Over 100 million women are on hormonal contraceptives. All of them contain some form of progesterone, either alone or in combination with estrogen. A study published on Sept. 15th in PLOS Pathogens reports that treatment with progesterone protects female mice against the consequences of influenza infection by reducing inflammation and improving pulmonary function, primarily through upregulation of amphiregulin in lung cells.
Progesterone signals through progesterone receptors present on many immune cells (e.g., NK cells, macrophages, dendritic cells, and T cells) and other cells throughout the body. In general, progesterone appears to dampen immune responses and reduce inflammation. Although the immunomodulatory effects of progesterone-based contraception have been studied in the context of sexually transmitted diseases such as HIV and herpes simplex virus, the potential impact of progesterone on viral infections outside of the reproductive tract has not received much attention.
In the present study, Sabra Klein, from Johns Hopkins University in Baltimore, USA, and colleagues examined whether levels of progesterone that mimic physiological concentrations present after ovulation (and equivalent to levels used in contraceptives) influence the host response to influenza infection. The researchers studied female mice whose ovaries had been removed and whose progesterone was supplied by implanted pellets that kept hormone levels constant.

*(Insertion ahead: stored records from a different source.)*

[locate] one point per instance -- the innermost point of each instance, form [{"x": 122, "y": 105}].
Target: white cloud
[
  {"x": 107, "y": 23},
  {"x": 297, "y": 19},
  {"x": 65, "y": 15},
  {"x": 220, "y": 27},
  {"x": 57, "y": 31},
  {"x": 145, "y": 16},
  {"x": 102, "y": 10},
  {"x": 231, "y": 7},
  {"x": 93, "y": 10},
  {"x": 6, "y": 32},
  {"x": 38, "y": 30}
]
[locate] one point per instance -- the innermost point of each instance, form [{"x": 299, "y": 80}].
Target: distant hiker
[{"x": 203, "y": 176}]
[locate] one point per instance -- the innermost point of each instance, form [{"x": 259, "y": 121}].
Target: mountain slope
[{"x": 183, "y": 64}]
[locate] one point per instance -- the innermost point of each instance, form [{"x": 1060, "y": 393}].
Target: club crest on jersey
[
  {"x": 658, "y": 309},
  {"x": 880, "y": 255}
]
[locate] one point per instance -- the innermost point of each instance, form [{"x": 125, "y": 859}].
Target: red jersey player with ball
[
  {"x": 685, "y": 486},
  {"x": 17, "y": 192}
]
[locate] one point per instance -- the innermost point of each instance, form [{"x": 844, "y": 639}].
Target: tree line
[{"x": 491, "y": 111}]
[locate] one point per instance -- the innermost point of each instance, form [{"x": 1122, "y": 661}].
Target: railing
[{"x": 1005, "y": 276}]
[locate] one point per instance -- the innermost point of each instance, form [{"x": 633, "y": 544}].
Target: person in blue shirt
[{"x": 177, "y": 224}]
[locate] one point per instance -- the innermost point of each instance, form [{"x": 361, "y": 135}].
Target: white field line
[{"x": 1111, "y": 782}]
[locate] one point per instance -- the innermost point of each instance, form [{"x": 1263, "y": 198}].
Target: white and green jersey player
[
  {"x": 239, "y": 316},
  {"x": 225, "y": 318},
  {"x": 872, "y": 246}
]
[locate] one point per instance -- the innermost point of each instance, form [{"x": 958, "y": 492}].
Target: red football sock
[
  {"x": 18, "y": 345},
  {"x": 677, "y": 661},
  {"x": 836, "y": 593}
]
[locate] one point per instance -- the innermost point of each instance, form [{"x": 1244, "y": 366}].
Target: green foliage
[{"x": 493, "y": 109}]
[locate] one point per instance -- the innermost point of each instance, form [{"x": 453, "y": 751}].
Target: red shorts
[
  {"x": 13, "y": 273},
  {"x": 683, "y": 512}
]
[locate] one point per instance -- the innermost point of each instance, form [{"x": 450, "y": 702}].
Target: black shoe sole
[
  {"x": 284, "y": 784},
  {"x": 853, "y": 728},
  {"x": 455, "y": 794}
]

When female mice were challenged with influenza virus, the researchers found that the exogenous progesterone was able to protect females from the consequences of influenza infection to some extent. Progesterone did not reduce the level of virus present in the mice, but decreased the amount of inflammation and tissue damage in the lungs and promoted faster recovery from the infection.
Consistent with this, the researchers found that progesterone treatment was associated with elevated levels of immune cells called T helper 17 (Th17) cells, which are known to be involved in maintaining mucosal barriers and pathogen clearance at mucosal cell surfaces. Progesterone also increased the levels of a protein called amphiregulin (AREG).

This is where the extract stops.